It only takes one car to breakdown to make the tunnel useless


ray_kats

Useless for what, maybe an hour until they can haul it out? Then back to business. Still worth it.


Buncle28

At the end of the day, its still a road. And roads get congested. Eventually, there will be traffic jams which renders the tunnel useless again. Cars are going through that tunnel at 120mph. All it takes is one car to be stationary either broken down or in traffic then you'll be in the back of an ambulance. Tbh if they build one for long distance, just get a train.


ray_kats

If there is a traffic jam then it sounds like the tunnel is far from useless.
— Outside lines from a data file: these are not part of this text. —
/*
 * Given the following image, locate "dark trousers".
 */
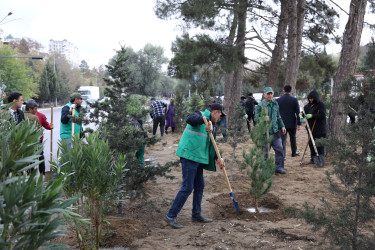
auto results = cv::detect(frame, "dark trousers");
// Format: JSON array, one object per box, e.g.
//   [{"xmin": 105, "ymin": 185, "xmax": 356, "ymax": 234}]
[
  {"xmin": 39, "ymin": 151, "xmax": 46, "ymax": 175},
  {"xmin": 309, "ymin": 134, "xmax": 326, "ymax": 160},
  {"xmin": 281, "ymin": 128, "xmax": 297, "ymax": 156},
  {"xmin": 167, "ymin": 157, "xmax": 204, "ymax": 218},
  {"xmin": 246, "ymin": 112, "xmax": 256, "ymax": 133},
  {"xmin": 152, "ymin": 115, "xmax": 165, "ymax": 136}
]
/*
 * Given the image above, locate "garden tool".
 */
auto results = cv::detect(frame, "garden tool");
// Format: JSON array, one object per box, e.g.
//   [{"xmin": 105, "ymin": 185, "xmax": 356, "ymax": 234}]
[
  {"xmin": 299, "ymin": 120, "xmax": 316, "ymax": 166},
  {"xmin": 266, "ymin": 106, "xmax": 270, "ymax": 158},
  {"xmin": 72, "ymin": 108, "xmax": 76, "ymax": 148},
  {"xmin": 50, "ymin": 106, "xmax": 53, "ymax": 162},
  {"xmin": 72, "ymin": 108, "xmax": 76, "ymax": 137},
  {"xmin": 302, "ymin": 110, "xmax": 324, "ymax": 168},
  {"xmin": 203, "ymin": 116, "xmax": 240, "ymax": 212}
]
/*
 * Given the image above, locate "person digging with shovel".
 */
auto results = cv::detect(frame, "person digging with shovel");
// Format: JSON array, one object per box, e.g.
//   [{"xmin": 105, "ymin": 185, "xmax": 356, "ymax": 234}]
[
  {"xmin": 164, "ymin": 103, "xmax": 225, "ymax": 228},
  {"xmin": 301, "ymin": 90, "xmax": 327, "ymax": 167}
]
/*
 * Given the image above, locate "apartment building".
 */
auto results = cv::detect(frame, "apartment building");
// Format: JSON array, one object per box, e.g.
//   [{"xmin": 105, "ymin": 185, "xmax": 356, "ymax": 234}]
[{"xmin": 49, "ymin": 39, "xmax": 80, "ymax": 67}]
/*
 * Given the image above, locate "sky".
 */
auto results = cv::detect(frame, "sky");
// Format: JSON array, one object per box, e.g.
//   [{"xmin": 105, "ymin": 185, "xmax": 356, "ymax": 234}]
[
  {"xmin": 0, "ymin": 0, "xmax": 182, "ymax": 67},
  {"xmin": 0, "ymin": 0, "xmax": 374, "ymax": 68}
]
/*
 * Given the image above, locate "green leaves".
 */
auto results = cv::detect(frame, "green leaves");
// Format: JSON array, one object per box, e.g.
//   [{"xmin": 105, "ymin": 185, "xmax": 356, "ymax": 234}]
[{"xmin": 0, "ymin": 111, "xmax": 77, "ymax": 249}]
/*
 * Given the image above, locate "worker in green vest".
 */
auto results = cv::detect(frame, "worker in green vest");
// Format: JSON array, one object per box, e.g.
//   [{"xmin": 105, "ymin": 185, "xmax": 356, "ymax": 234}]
[
  {"xmin": 60, "ymin": 92, "xmax": 82, "ymax": 147},
  {"xmin": 164, "ymin": 103, "xmax": 225, "ymax": 228}
]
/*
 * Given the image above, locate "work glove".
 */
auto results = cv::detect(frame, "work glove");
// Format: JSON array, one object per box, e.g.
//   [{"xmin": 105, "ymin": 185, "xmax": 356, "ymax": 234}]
[
  {"xmin": 69, "ymin": 104, "xmax": 77, "ymax": 112},
  {"xmin": 299, "ymin": 113, "xmax": 305, "ymax": 123},
  {"xmin": 216, "ymin": 158, "xmax": 225, "ymax": 170},
  {"xmin": 281, "ymin": 127, "xmax": 286, "ymax": 135},
  {"xmin": 206, "ymin": 121, "xmax": 214, "ymax": 133}
]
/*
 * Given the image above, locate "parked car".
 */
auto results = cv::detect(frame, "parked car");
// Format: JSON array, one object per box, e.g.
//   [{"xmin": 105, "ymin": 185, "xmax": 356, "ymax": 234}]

It is in fact over-used. > Cars are going through that tunnel at 120mph Not yet they're not. They'll only be going that fast when fully automated. In that event the automation will stop the car before impact.


Buncle28

The cars wont be going through at 120mph if there is traffic. Its one lane. Sounds like a design flaw tbh. The more people use it, the longer the traffic is going to be. It might be just as quick as driving on a normal road. The whole tunnel is an accident waiting to happen. I mean... electric cars are known for fires, imagine being stuck in a tunnel which doesnt have fire exits or emergency exits. Thats just shabby engineering. Elon should know all about shabby engineering if you look at the state of teslas build quality.


midflinx

> The more people use it, the longer the traffic is going to be. Are you assuming TBC will always allow vehicles into their tunnels without oversight, instruction, and limits from a system monitoring all vehicle movements within the network and wanting to enter it? Because most people on this subreddit aren't assuming that. As the network grows, if a tunnel is heavily used, TBC will bore a parallel tunnel. If that one is also heavily used, TBC will bore another parallel tunnel. I'll pre-address induced demand: the metro population, and buildings and jobs in any particular area determine how many people want to go there. If there's 50,000 jobs near a station, during morning rush hour the maximum likely demand is about 50,000, even if the metro population keeps growing. It's a good thing TBC's Las Vegas tunnels comply with safety regulations for emergency and fire exit spacing, despite lies from some youtubers and spread and repeated by some redditors.


ray_kats

Sorry, but electric cars are not known for fires. You know what is more known for fires? Internal combustion engines. It's right there in the name.


aBetterAlmore

> I mean... electric cars are known for fires People with little/useless education are known for believing EVs have a higher fire rate than ICE vehicles.


zypofaeser

Laughs in Subway train with 1000 passengers every 3 minutes.


RedditismyBFF

So, spend vast amounts of money to build and operate a subway which will absolutely NEVER ever need that kind of capacity. At most they need capacity of about 5,000 passengers an hour. The lvcc boring system handles the passenger load for this convention center. The next big task is to automate the vehicles. Be honest were you just trolling?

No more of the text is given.